At the very center of that mess was Michael’s robot, standing still, staring back at them. The rest of the crowd got onto their feet and flowed around him like water around a rock, coming back together in front of him to fill in the space. Tor nudged Thomas, and mouthed something that Michael could not hear. Both men laughed, and kept watching Michael’s robot watch them.
Michael wanted to say something, or even gesture on some way, but his metal body had no arms, no mouth, or any means of communication. With the mask wrapped around his tongue, he could not even talk to himself. He nodded his robot head as an attempt at a kind of friendly greeting, but he could feel that it only looked silly. The men only kept watching and did not react to the nod.
Michael could not ignore them. He had to do something, and there was only one other thing he had left to do, only one thing his robot body could do. He pressed a thumb down onto the large red button, and fired a bullet.
Neither man realized what it was at first, but they both shuddered at the echoing explosion. A small hole was in the wall; the bullet had passed between them. They looked at it, and then back at Michael. Other robots had turned their cameras around as well, quickly deducing which one of them had done the deed.

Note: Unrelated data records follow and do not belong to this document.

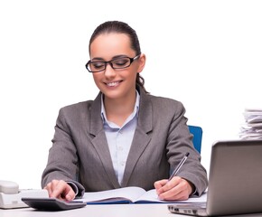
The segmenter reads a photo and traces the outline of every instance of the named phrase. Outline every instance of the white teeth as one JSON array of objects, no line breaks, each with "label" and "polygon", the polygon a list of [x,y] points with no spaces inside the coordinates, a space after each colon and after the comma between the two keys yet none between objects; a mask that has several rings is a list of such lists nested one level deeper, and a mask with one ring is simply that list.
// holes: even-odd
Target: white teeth
[{"label": "white teeth", "polygon": [[111,82],[111,83],[108,83],[107,85],[109,87],[114,87],[117,86],[119,82]]}]

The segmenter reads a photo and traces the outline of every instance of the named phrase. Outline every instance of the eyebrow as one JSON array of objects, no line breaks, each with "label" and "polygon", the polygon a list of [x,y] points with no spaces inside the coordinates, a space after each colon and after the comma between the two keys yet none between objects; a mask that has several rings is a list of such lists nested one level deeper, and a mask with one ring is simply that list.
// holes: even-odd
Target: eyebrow
[{"label": "eyebrow", "polygon": [[[110,61],[113,61],[113,60],[116,60],[116,59],[118,59],[118,58],[122,58],[122,57],[128,57],[127,55],[126,54],[120,54],[120,55],[116,55],[116,56],[113,56],[111,58]],[[105,61],[105,59],[101,58],[101,57],[95,57],[91,60],[92,61]]]}]

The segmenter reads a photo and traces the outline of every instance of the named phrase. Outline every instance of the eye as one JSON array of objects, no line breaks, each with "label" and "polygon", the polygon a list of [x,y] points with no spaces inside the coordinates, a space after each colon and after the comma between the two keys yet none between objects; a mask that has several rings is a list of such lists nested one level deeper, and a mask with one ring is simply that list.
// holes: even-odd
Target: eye
[{"label": "eye", "polygon": [[116,68],[128,66],[129,62],[130,60],[128,58],[119,58],[112,61],[114,67]]},{"label": "eye", "polygon": [[100,70],[105,67],[105,62],[103,61],[93,61],[90,63],[91,68],[96,70]]}]

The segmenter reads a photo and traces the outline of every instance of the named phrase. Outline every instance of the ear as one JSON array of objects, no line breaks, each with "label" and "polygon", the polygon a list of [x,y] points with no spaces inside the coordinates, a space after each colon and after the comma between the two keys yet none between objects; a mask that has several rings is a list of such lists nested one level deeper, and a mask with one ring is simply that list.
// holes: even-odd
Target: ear
[{"label": "ear", "polygon": [[137,73],[140,73],[145,65],[145,55],[144,53],[140,54],[140,57],[138,59],[138,69],[137,69]]}]

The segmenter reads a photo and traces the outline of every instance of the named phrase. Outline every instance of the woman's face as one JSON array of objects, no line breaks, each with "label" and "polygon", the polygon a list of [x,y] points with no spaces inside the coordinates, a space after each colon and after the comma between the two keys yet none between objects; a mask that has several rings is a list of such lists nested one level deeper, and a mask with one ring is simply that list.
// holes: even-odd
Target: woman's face
[{"label": "woman's face", "polygon": [[[134,58],[136,52],[131,48],[130,39],[124,33],[103,33],[90,44],[91,61],[112,61],[119,56]],[[144,69],[144,54],[125,69],[112,69],[107,64],[104,71],[93,73],[96,85],[108,99],[126,99],[136,90],[136,74]]]}]

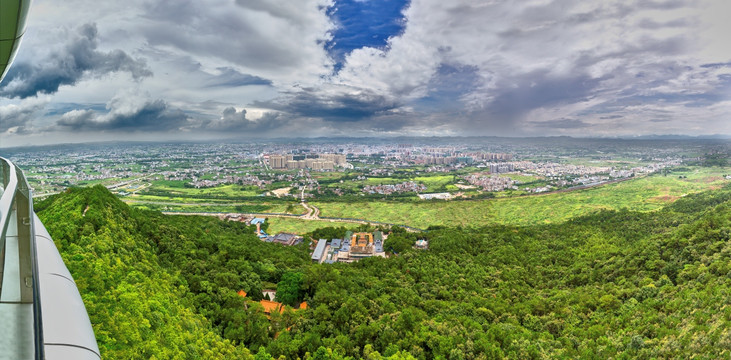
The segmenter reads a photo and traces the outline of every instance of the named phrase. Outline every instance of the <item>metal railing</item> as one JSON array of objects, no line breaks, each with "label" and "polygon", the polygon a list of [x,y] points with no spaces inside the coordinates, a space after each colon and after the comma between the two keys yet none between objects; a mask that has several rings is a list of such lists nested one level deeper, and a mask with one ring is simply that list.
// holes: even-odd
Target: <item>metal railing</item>
[{"label": "metal railing", "polygon": [[38,258],[36,253],[36,238],[33,226],[33,195],[28,182],[20,171],[10,161],[0,158],[2,167],[3,193],[0,197],[0,293],[5,283],[5,241],[10,222],[10,216],[15,212],[17,221],[18,259],[20,303],[33,304],[33,344],[36,359],[44,359],[43,347],[43,316],[41,314],[41,297],[38,279]]},{"label": "metal railing", "polygon": [[[81,296],[33,211],[32,190],[23,172],[0,157],[0,176],[0,311],[5,321],[24,322],[0,324],[17,332],[6,334],[16,345],[12,351],[0,351],[0,359],[99,359]],[[32,350],[25,339],[31,327]]]}]

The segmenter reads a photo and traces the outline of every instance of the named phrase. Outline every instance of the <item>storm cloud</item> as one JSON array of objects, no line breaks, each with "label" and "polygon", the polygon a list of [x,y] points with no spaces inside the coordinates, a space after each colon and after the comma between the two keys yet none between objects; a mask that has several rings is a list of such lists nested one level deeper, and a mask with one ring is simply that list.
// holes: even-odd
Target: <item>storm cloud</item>
[{"label": "storm cloud", "polygon": [[385,1],[37,0],[0,129],[731,133],[729,2]]},{"label": "storm cloud", "polygon": [[102,76],[111,72],[127,72],[139,80],[152,75],[142,60],[122,50],[97,51],[97,26],[80,26],[60,49],[33,62],[19,62],[8,71],[0,86],[0,96],[27,98],[37,94],[53,94],[62,85],[75,85],[84,76]]},{"label": "storm cloud", "polygon": [[115,99],[107,113],[72,110],[56,122],[60,130],[107,132],[180,131],[191,125],[191,117],[171,108],[163,100],[125,103]]},{"label": "storm cloud", "polygon": [[33,119],[46,105],[46,100],[28,99],[18,104],[0,106],[0,134],[12,131],[25,133]]}]

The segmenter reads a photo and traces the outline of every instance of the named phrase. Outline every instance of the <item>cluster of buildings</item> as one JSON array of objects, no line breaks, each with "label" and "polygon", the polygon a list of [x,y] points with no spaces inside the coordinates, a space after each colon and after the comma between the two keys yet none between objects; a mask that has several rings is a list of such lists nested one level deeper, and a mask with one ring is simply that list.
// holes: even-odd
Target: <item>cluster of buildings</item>
[{"label": "cluster of buildings", "polygon": [[474,159],[487,160],[487,161],[511,161],[513,160],[513,154],[503,153],[473,153],[470,154]]},{"label": "cluster of buildings", "polygon": [[348,231],[343,239],[320,239],[312,252],[312,262],[332,264],[350,263],[372,256],[386,257],[383,250],[383,233]]},{"label": "cluster of buildings", "polygon": [[405,181],[400,184],[366,185],[362,191],[368,194],[389,195],[393,193],[422,192],[426,191],[426,186],[414,181]]},{"label": "cluster of buildings", "polygon": [[557,163],[534,163],[530,161],[520,161],[514,166],[521,170],[528,170],[534,174],[546,177],[566,176],[566,175],[595,175],[608,174],[612,171],[611,167],[584,166],[573,164],[557,164]]},{"label": "cluster of buildings", "polygon": [[272,169],[312,169],[334,170],[336,166],[347,165],[344,154],[308,154],[308,155],[278,155],[271,154],[265,157]]},{"label": "cluster of buildings", "polygon": [[513,165],[512,163],[488,164],[485,167],[489,168],[490,173],[492,173],[492,174],[500,174],[500,173],[515,171],[515,165]]},{"label": "cluster of buildings", "polygon": [[266,219],[264,218],[253,218],[249,221],[249,224],[256,225],[256,235],[264,242],[270,242],[275,244],[281,244],[285,246],[294,246],[302,243],[303,238],[296,234],[290,233],[279,233],[277,235],[269,235],[261,229]]},{"label": "cluster of buildings", "polygon": [[453,197],[454,195],[450,193],[419,194],[421,200],[451,200]]},{"label": "cluster of buildings", "polygon": [[484,176],[483,174],[465,175],[463,179],[474,186],[481,187],[485,191],[502,191],[512,188],[515,184],[515,181],[508,177]]},{"label": "cluster of buildings", "polygon": [[261,180],[256,175],[246,175],[246,176],[216,176],[213,180],[199,180],[197,178],[193,178],[193,181],[190,183],[191,186],[195,187],[196,189],[199,188],[207,188],[207,187],[215,187],[218,185],[225,185],[225,184],[238,184],[238,185],[255,185],[258,187],[264,187],[265,185],[271,184],[271,180]]}]

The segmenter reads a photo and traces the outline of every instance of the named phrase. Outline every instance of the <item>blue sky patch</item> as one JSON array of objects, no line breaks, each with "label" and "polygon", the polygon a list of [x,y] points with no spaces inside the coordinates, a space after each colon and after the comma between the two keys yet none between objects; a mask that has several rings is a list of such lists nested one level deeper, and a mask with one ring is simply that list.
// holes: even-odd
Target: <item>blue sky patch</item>
[{"label": "blue sky patch", "polygon": [[336,61],[335,72],[345,56],[363,47],[384,48],[388,38],[399,35],[406,26],[402,11],[409,0],[338,0],[328,15],[337,24],[333,39],[325,44]]}]

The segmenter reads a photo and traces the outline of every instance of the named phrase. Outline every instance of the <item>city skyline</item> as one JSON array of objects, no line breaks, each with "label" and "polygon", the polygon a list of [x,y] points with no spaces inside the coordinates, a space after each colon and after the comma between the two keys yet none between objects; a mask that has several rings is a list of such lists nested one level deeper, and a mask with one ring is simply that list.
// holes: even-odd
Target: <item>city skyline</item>
[{"label": "city skyline", "polygon": [[731,4],[34,2],[0,146],[731,134]]}]

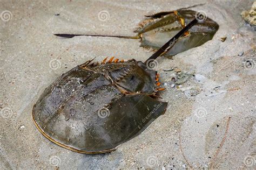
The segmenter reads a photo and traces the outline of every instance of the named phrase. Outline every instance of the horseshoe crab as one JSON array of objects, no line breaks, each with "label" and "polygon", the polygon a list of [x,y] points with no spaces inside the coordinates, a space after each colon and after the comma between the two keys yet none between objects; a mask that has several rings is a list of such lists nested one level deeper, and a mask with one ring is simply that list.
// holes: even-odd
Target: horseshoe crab
[{"label": "horseshoe crab", "polygon": [[[200,4],[201,5],[201,4]],[[194,5],[175,11],[157,13],[145,16],[147,18],[141,22],[138,29],[134,31],[136,36],[56,34],[59,37],[72,38],[75,36],[110,37],[121,38],[138,39],[140,40],[140,46],[146,49],[157,51],[169,39],[180,31],[194,18],[203,20],[198,22],[182,36],[173,48],[168,50],[163,55],[172,56],[192,48],[199,46],[212,39],[219,29],[219,25],[206,17],[205,13],[188,9]],[[200,14],[200,15],[199,15]]]},{"label": "horseshoe crab", "polygon": [[195,19],[144,63],[111,58],[93,60],[63,74],[45,89],[33,108],[36,128],[47,138],[80,153],[111,152],[164,114],[159,75],[149,68],[197,23]]}]

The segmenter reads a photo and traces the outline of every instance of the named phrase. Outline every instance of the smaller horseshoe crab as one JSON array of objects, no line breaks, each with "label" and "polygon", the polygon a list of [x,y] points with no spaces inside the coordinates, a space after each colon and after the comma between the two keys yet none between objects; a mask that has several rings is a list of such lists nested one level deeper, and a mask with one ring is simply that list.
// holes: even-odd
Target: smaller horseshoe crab
[{"label": "smaller horseshoe crab", "polygon": [[[203,22],[197,23],[189,31],[179,38],[173,48],[168,50],[164,55],[165,56],[173,56],[192,48],[199,46],[212,39],[219,29],[219,25],[212,19],[206,17],[203,12],[198,12],[188,9],[194,7],[182,8],[174,11],[157,13],[145,16],[147,18],[139,24],[134,31],[137,36],[122,36],[89,34],[56,34],[59,37],[72,38],[75,36],[110,37],[121,38],[140,39],[140,46],[146,49],[157,51],[166,42],[169,37],[174,36],[194,18]],[[200,15],[199,15],[200,14]]]},{"label": "smaller horseshoe crab", "polygon": [[195,19],[144,63],[89,60],[63,74],[33,108],[36,128],[51,141],[79,153],[111,152],[164,114],[159,75],[147,65],[197,23]]}]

This was not what Michael wanted to happen. He just wanted to say hello to these strange people. He panicked. This was bad. Shooting people would surely get him into some deep trouble later, which he did not want to think about. He had to do something, but he did not know what. He glanced around at the four human eyes and the twenty-three camera eyes looking at him.
He had to do something, anything to fix this mess. However, every impulse in his mind was funneled down to the one single button he could press. He fired again.
This time the bullet hit another robot, knocking it to the floor. Michael glanced at Tor, and pushed the button again. Tor collapsed as a red plume grew from his white shirt. This was very bad, Michael knew. He had to make it stop, but he did not know how. In this world, there was only one thing he could do, walk and shoot.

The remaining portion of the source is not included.